The second act is built around their growing desperation to escape, culminating with their capture by the residents of a tiny village while breaking into the hardware store to separate their chains. The racist mob is whipped into a frenzy by the local hothead (Claude Akins) who wants a lynching. Joker is gobsmacked by the idea that he would be hanged just like a black man, though he later admits to Cullen he saw some lynchings in his youth.
Lon Chaney Jr. has a brief but powerful role as Big Sam, the local foreman who puts a stop to the lynching, and secretly frees Cullen and Joker in the middle of the night. Again, though, Kramer and his screenwriters (Nedrick Young and Harold Jacob Smith) aren't content with a moment of simple humanistic empathy, ramping up the mawkishness by revealing that Big Sam was once a chain-gang member, too.
I did admire the cutaway scenes to the pursuing posse, led by a somewhat progressive sheriff (Theodore Bikel, who also got an Oscar nod) with a distaste for employing harsher methods like attack dogs.
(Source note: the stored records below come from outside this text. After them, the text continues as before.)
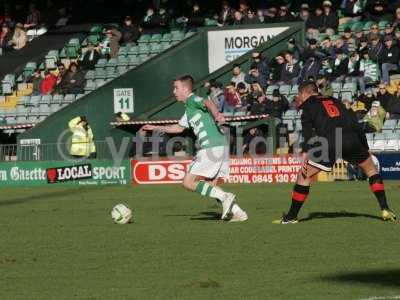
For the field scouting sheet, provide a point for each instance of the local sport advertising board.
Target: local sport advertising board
(276, 169)
(225, 46)
(91, 172)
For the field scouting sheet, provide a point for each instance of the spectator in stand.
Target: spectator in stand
(374, 32)
(290, 70)
(373, 120)
(376, 12)
(61, 85)
(396, 18)
(90, 57)
(310, 69)
(330, 19)
(276, 67)
(312, 50)
(375, 48)
(277, 106)
(48, 83)
(5, 38)
(114, 37)
(295, 49)
(314, 23)
(324, 86)
(33, 19)
(340, 66)
(389, 30)
(238, 75)
(36, 81)
(327, 47)
(362, 45)
(388, 101)
(19, 39)
(232, 99)
(340, 45)
(151, 22)
(369, 70)
(349, 40)
(271, 15)
(352, 11)
(226, 15)
(75, 80)
(304, 14)
(254, 75)
(196, 18)
(251, 18)
(284, 15)
(354, 69)
(389, 57)
(130, 31)
(237, 18)
(262, 65)
(259, 104)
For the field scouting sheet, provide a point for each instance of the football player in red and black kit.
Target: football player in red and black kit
(330, 132)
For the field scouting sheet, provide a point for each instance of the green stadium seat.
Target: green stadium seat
(144, 39)
(167, 37)
(156, 38)
(133, 50)
(144, 49)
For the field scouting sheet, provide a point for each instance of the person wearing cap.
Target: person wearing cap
(373, 120)
(238, 75)
(254, 75)
(277, 106)
(276, 66)
(262, 66)
(284, 15)
(369, 70)
(314, 23)
(304, 14)
(340, 65)
(375, 48)
(130, 31)
(330, 19)
(324, 86)
(19, 38)
(352, 11)
(349, 40)
(290, 70)
(389, 58)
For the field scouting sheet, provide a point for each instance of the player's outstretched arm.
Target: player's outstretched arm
(175, 128)
(213, 109)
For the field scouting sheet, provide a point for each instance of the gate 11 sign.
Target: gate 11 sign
(123, 101)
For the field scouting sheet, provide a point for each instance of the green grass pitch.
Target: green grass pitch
(60, 243)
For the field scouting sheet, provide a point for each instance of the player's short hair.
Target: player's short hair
(186, 79)
(308, 86)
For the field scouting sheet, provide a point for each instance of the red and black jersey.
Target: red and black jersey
(322, 116)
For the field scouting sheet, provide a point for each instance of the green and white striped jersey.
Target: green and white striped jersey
(202, 122)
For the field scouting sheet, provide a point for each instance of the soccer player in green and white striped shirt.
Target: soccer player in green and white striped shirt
(212, 160)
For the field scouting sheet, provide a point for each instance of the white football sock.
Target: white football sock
(236, 209)
(218, 193)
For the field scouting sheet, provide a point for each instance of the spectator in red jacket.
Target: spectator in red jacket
(48, 83)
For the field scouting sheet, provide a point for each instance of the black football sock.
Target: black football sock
(299, 196)
(378, 188)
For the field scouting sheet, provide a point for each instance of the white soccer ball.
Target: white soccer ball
(121, 214)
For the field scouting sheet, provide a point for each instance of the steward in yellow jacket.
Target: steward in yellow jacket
(82, 144)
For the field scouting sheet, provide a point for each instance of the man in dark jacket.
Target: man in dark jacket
(389, 57)
(278, 105)
(130, 32)
(290, 70)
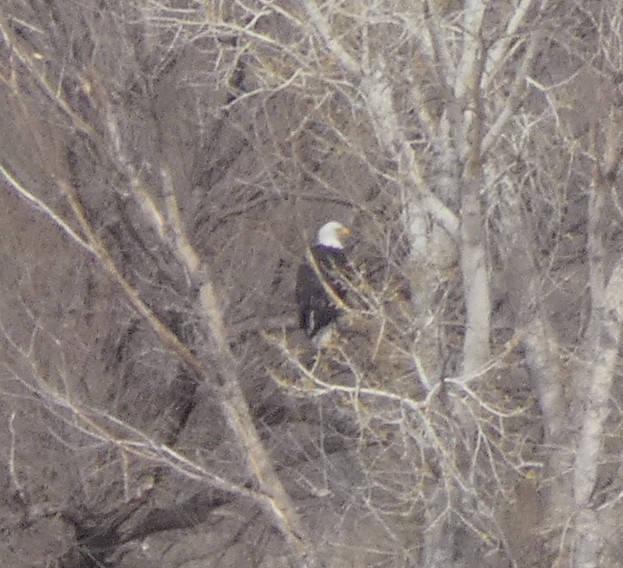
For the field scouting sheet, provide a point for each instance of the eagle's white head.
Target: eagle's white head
(331, 235)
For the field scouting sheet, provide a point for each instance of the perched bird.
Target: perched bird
(320, 282)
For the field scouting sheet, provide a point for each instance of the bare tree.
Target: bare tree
(170, 163)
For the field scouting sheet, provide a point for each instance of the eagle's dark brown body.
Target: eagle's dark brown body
(317, 309)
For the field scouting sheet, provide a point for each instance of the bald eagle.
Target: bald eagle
(320, 285)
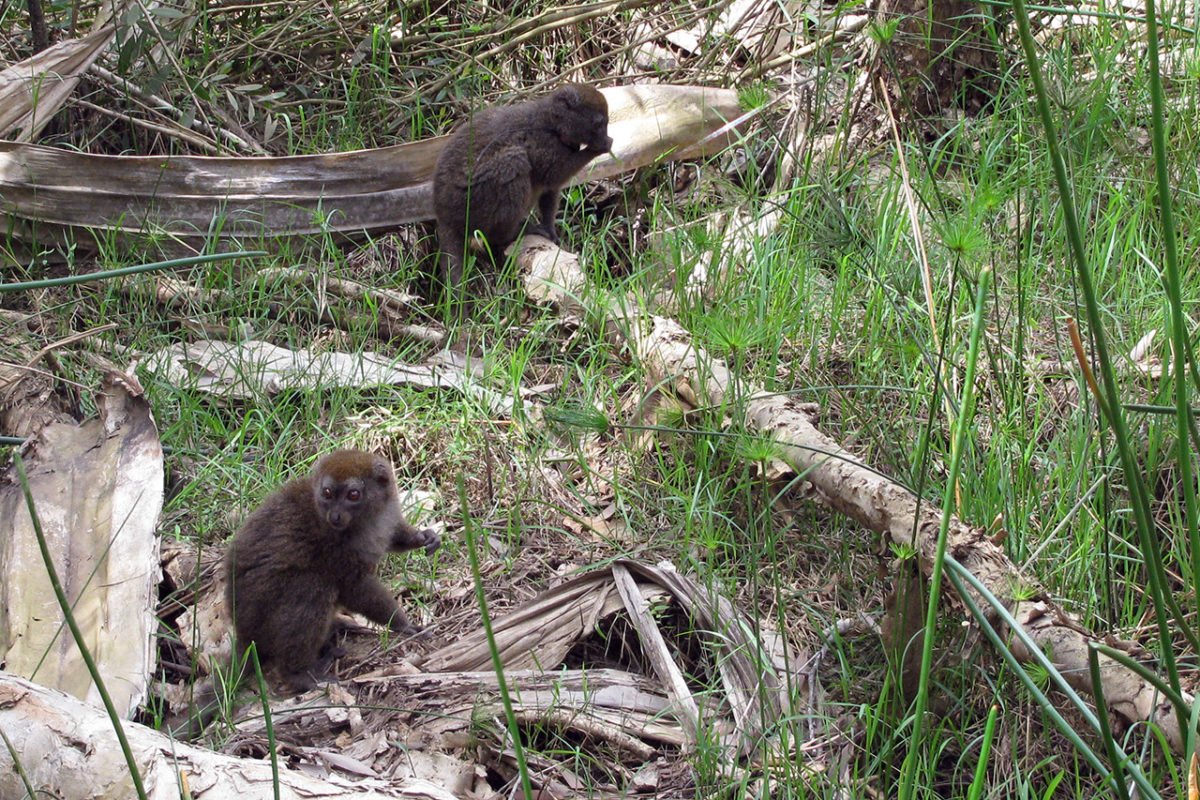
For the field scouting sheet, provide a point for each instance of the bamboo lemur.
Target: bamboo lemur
(504, 161)
(311, 547)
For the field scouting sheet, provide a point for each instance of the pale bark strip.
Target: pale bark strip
(343, 192)
(850, 486)
(69, 751)
(31, 91)
(654, 647)
(97, 488)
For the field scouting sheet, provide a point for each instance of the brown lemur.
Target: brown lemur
(311, 548)
(504, 161)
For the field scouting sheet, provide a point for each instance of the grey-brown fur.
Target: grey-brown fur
(508, 158)
(310, 548)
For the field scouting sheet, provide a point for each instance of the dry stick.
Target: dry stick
(37, 26)
(154, 127)
(847, 485)
(655, 649)
(160, 104)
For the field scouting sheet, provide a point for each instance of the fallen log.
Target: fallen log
(67, 750)
(193, 198)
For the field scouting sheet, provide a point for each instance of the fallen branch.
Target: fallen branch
(342, 193)
(673, 360)
(67, 750)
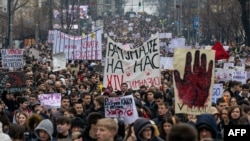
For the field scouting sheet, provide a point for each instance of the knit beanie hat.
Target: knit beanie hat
(78, 122)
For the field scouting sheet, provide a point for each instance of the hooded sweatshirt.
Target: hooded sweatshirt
(207, 121)
(141, 124)
(45, 125)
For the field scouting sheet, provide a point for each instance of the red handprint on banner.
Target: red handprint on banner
(193, 89)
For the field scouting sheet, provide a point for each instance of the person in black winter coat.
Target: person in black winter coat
(207, 127)
(144, 130)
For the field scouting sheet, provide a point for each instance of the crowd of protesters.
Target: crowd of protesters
(82, 116)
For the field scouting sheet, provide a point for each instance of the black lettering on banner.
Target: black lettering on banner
(194, 109)
(16, 79)
(3, 52)
(126, 101)
(237, 132)
(142, 51)
(151, 45)
(216, 92)
(114, 65)
(138, 63)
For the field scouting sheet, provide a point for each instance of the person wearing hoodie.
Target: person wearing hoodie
(144, 130)
(44, 131)
(207, 127)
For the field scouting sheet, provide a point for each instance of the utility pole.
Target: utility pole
(10, 31)
(37, 23)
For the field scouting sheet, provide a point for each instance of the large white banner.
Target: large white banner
(12, 58)
(136, 67)
(78, 47)
(59, 61)
(121, 107)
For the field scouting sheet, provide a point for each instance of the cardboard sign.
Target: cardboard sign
(121, 107)
(16, 80)
(49, 101)
(136, 67)
(12, 58)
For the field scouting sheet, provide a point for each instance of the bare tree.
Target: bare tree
(245, 18)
He's badgered by a gung-ho state trooper — played by famously gravel-voiced character actor Charles McGraw, who also was the gladiator trainer in "Spartacus" — who deems the sheriff soft.
The final act is where things fall utterly apart. After finally coming to blows, Cullen and Joker stumble across a lonely farm wife (Cara Williams) and her young son. Although she's initially a hostage, the woman (who is never named) helps the two prisoners break their chains, feeds them and nurses Joker back to health after he collapses from his injuries and ordeal.
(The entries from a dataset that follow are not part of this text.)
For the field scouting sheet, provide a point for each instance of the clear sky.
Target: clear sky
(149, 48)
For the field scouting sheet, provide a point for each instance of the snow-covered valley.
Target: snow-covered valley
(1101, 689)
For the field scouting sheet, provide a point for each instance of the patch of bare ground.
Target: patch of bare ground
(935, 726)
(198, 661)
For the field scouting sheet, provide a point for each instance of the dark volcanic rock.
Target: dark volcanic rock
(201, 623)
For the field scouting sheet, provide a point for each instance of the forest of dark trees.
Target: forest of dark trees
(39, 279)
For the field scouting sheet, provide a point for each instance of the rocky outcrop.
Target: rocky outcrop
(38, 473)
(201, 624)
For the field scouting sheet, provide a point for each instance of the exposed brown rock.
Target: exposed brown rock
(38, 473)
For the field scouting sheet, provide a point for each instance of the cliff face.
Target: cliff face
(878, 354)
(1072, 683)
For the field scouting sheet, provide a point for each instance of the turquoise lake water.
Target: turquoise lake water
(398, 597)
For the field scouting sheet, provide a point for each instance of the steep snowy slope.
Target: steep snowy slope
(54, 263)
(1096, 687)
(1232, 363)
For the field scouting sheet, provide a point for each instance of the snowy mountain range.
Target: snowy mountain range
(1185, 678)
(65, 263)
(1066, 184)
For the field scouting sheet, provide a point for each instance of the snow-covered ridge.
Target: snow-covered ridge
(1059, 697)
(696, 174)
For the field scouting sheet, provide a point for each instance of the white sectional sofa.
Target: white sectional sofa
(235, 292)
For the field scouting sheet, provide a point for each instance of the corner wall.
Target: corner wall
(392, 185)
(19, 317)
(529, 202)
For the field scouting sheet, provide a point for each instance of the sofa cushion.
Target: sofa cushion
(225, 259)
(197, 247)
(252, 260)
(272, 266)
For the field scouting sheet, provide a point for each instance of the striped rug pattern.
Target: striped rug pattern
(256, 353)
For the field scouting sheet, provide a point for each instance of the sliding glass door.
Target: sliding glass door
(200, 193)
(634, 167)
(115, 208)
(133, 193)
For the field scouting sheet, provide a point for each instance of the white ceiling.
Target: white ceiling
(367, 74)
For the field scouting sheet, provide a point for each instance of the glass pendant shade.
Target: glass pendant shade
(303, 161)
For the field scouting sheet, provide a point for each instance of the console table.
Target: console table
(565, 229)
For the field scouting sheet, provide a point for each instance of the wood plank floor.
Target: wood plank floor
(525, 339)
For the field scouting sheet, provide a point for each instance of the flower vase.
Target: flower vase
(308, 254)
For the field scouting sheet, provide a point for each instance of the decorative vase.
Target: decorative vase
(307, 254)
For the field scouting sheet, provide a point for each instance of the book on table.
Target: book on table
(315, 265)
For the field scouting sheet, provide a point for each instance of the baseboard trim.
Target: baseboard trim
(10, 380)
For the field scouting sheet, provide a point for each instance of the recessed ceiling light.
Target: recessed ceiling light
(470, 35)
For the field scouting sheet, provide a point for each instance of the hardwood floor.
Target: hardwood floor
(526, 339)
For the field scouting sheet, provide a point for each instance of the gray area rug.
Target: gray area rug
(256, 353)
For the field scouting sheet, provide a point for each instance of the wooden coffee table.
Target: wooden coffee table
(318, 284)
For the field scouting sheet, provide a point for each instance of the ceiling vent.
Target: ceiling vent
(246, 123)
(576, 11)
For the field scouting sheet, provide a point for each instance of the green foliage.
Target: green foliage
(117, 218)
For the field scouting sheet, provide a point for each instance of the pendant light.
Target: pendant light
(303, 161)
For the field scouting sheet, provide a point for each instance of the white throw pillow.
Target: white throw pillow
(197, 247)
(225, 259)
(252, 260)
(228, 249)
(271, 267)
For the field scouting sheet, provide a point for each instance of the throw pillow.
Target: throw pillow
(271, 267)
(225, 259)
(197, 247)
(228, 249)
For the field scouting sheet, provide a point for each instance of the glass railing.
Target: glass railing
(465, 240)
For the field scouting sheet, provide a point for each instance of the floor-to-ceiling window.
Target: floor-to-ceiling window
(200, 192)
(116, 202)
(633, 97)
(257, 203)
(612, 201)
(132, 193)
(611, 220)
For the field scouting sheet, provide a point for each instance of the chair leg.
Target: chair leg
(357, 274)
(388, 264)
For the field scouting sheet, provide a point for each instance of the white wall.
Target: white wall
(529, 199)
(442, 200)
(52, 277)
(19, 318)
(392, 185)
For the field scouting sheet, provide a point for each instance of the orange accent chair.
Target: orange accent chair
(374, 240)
Then, the predictable happens: She and Joker fall in love. Or at least lust. Or something. After having sex, they wake up early in the morning before Cullen and her son and resolve to take her car and run off on both of them. Cullen wakes up and overhears their conversation, realizing that he's no longer necessary to Joker.
The woman gives Cullen false directions to the railroad tracks through the swamp, believing he will be swallowed up by the bog and not be able to give away their plans. Joker discovers her ruse and is enraged, racing after his friend to save him after being shot by the boy when he wrestles with his mother. Joker and Cullen fail to catch the train — Cullen makes it aboard but refuses to let go of the injured Joker and is pulled off — and are caught by the sheriff, wrapped in each others' arms.
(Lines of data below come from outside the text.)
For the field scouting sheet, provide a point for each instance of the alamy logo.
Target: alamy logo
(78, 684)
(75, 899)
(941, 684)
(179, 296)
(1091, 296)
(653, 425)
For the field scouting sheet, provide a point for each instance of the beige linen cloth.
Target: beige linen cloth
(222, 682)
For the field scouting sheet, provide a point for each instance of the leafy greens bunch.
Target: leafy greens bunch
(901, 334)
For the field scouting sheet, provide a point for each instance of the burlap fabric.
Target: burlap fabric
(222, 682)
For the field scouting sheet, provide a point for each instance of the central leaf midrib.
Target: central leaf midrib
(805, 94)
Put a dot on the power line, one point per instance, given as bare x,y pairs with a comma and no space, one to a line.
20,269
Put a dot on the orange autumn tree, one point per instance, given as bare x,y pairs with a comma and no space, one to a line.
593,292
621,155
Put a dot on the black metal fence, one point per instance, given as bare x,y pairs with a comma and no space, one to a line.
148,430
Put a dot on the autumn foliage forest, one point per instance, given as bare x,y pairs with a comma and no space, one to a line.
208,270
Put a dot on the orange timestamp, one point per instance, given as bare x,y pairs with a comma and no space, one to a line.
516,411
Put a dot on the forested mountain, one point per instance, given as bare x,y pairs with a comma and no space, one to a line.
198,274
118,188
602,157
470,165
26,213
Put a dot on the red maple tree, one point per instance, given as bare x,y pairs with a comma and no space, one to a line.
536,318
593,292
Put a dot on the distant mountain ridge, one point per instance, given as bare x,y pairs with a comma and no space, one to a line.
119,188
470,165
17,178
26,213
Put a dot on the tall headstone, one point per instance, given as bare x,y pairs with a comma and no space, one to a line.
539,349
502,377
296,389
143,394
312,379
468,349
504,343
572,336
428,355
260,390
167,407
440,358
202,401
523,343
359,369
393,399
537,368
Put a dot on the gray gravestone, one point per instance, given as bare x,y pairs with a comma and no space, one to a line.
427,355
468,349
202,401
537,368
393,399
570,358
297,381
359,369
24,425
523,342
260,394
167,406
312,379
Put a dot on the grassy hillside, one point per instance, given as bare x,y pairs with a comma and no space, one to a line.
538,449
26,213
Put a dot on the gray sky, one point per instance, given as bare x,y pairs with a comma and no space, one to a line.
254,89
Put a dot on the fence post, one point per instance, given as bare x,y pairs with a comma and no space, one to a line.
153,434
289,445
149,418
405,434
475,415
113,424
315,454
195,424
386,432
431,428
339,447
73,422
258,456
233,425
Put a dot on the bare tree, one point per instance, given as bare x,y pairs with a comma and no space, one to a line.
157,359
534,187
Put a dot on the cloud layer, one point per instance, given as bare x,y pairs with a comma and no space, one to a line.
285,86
This whole sequence is either way too short or too long. The idea that a woman would be willing to abandon her life and child for a man she's only met a few hours earlier — a runaway prisoner at that — simply strains credulity to the breaking point. Granted, she's lonely and dreams of life in a big city, but to believe she's that desperate, we would need to know a lot more about the character than we learn in a relatively short amount of screen time.
As Joker points out right before running off, she doesn't even know his name.
I wanted to like "The Defiant Ones," but its strident moralizing and hammy story construction put it into the "Bad Kramer" file for me.